ECLI:NL:RBAMS:2010:YB0413 kamer voor gerechtsdeurwaarders Amsterdam 632.2009

ECLI: ECLI:NL:RBAMS:2010:YB0413
Datum uitspraak: 04-05-2010
Datum publicatie: 09-09-2010
Zaaknummer(s): 632.2009
Onderwerp: Ambtshandelingen (art. 2 Gdw)
Beslissingen:
Inhoudsindicatie: De gerechtsdeurwaarder weigert een dagvaarding te betekenen. De door de gerechtsdeurwaarder genoemde reden is ondeugdelijk maar hij was niet verplicht tot betekening omdat hij in een ander plaats gevestigd was dan de plaats waar de dagvaarding betekend moest worden. De klacht wordt ongegrond verklaard.

KAMER VOOR GERECHTSDEURWAARDERS TE AMSTERDAM

Beschikking van 4 mei 2010 zoals bedoeld in artikel 43 van de Gerechtsdeurwaarderswet inzake de klacht met nummer 632.2009 van:

[     ],

gevestigd te [     ],

klager,

tegen:

[    ],

toegevoegd kandidaat-gerechtsdeurwaarder te [     ],

beklaagde.

Ontstaan en loop van de procedure

Bij brief met bijlagen ingekomen op 16 oktober 2009 heeft klager een klacht ingediend tegen beklaagde, hierna de gerechtsdeurwaarder.

Bij aangehechte brief met bijlagen ingekomen op 20 november 2009 heeft de gerechtsdeurwaarder op de klacht gereageerd.

De klacht is behandeld ter openbare terechtzitting van 23 maart 2010. Klager is, hoewel behoorlijk opgeroepen, niet verschenen. De gerechtsdeurwaarder is verschenen.

Van hetgeen is behandeld ter terechtzitting is afzonderlijk proces-verbaal opgemaakt. De uitspraak is bepaald op 4 mei 2010.

1. De feiten

Klager heeft een dagvaarding aan de gerechtsdeurwaarder verzonden met het verzoek deze te betekenen. De gerechtsdeurwaarder heeft de dagvaarding aan klager retour verzonden met de mededeling dat hij om moverende redenen niet aan het verzoek kon voldoen.

2. De klacht

Klager verwijt de gerechtsdeurwaarder dat hij niet willen voldoen aan het verzoek tot betekenen van de dagvaarding. Op zijn verzoek om opgave van de reden waarom de gerechtsdeurwaarder niet aan het verzoek wil voldoen heeft de gerechtsdeurwaarder niet gereageerd. Klager wijst op de ministerieplicht van de gerechtsdeurwaarder.

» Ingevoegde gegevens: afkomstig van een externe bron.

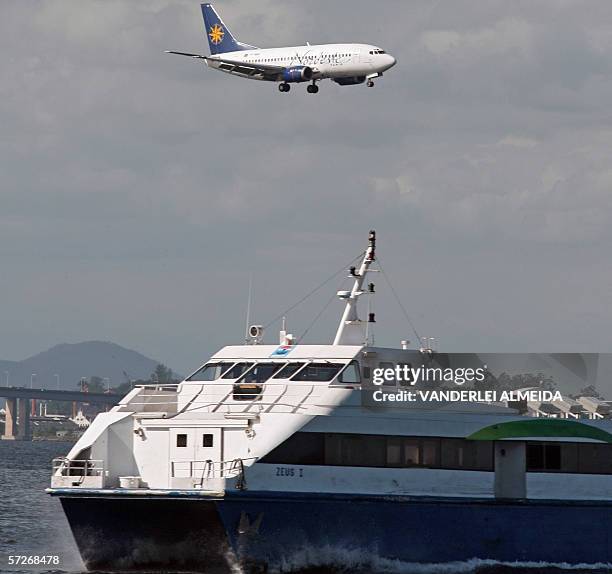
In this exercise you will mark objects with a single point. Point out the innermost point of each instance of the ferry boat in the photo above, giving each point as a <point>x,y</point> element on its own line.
<point>268,452</point>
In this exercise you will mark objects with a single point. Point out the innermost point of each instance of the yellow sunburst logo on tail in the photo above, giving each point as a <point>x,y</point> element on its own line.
<point>216,34</point>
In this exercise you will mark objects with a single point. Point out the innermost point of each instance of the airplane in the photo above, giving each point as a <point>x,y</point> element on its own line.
<point>345,64</point>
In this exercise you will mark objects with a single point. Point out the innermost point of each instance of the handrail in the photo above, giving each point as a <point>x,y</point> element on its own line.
<point>63,466</point>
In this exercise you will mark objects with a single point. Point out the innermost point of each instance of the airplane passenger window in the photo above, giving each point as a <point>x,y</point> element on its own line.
<point>350,373</point>
<point>237,370</point>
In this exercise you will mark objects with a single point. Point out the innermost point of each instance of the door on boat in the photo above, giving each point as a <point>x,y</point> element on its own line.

3. Het verweer van de gerechtsdeurwaarder

De gerechtsdeurwaarder heeft de klacht bestreden. Voor zover van belang zal hierna op dat verweer worden ingegaan.

4. De beoordeling van de klacht

4.1 Alvorens tot beoordeling van de klacht over te gaan, wordt overwogen dat op grond van het bepaalde in artikel 34, eerste lid van de Gerechtsdeurwaarderswet gerechtsdeurwaarders (waarnemend gerechtsdeurwaarders en kandidaat-gerechtsdeurwaarders inbegrepen) aan tuchtrechtspraak zijn onderworpen.

Het gerechtsdeurwaarderskantoor [     ] kan daarom niet worden aangemerkt als beklaagde. De verweervoerende gerechtsdeurwaarder wordt als beklaagde aangemerkt. Hiermee is in de aanhef van deze beschikking al rekening is gehouden.

4.2 Ter beoordeling staat of er sprake is van tuchtrechtelijk laakbaar handelen in de zin van artikel 34 van de Gerechtsdeurwaarderswet.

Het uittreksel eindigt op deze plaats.